There's nothing that we as humans can do to prevent all mistakes. This is especially pertinent to research, because there is no one around to check our answers and say we got it right--we have to rely on other humans to check our work and say "Yeah, that looks okay to me." That's just how it is, and there's not much we can do in that respect besides just accept it wholeheartedly.
If being wrong was more socially acceptable in the scientific community and the media, people might be more comfortable confessing mistakes and starting over, without risk to their reputation if the mistakes were indeed honest and accidental. However, this is easier said than done, because as in the case of Potti, et al., sometimes being wrong costs lives.
Scientists need to start entering the field with less of an expectation of curing cancer, and more of an expectation of trying to help cure cancer. These new scientists might be so used to academic success that it's jarring when something they do actually fails. In addition, as mentioned in class, the pressure to advance professionally and publish, publish, publish in journals probably contributes to the fear of uninteresting, un-groundbreaking results. Even if the alternative hypothesis should be rejected, it's still a better read than "nothing happened."

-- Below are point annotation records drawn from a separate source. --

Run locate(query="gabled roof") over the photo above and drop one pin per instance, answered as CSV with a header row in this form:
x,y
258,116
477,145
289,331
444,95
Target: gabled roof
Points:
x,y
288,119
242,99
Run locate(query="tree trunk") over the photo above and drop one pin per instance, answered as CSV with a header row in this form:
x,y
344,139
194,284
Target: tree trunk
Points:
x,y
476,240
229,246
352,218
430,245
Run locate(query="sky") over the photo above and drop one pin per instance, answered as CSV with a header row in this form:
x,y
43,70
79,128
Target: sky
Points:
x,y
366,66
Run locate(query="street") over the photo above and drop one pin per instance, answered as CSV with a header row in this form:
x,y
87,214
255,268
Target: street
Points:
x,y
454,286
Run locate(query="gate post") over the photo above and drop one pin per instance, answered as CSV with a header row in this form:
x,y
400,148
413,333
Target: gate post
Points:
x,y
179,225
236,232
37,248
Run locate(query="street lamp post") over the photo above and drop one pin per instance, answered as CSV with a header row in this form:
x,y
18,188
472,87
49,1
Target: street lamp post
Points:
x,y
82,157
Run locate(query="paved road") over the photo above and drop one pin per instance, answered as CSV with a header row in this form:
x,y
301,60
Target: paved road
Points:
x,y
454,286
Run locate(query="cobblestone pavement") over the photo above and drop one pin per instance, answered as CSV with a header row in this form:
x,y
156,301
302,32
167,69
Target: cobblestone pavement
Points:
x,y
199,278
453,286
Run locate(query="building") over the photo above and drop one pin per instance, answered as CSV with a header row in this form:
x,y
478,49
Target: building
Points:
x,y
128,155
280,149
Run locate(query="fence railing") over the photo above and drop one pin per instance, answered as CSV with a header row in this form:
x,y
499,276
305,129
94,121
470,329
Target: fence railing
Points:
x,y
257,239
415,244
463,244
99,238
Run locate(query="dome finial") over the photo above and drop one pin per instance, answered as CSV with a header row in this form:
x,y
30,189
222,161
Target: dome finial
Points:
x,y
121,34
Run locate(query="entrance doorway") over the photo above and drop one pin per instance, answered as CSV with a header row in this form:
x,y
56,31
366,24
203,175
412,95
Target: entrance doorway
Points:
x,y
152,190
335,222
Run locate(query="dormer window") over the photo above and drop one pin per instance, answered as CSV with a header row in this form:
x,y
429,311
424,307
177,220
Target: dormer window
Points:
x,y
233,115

As a society, we would have to do a couple things: 1. Stop with the tiger-mom culture of pushing your kids to extreme excellence, at the cost of normal life, friendships, and important experiences like failure, and recovery from failure. 2. Get the media and general public to stop treating scholarly journal articles as holy grails of current knowledge, and more like the being-reviewed works in progress that they are.
Maybe if these cultural shifts actually happened, people would collaborate more on these works of progress for the sake of science, and not a career; be less blind to any imperfections in one's own work; and be more open to mistakes happening and being fixed, without risk of a public shaming.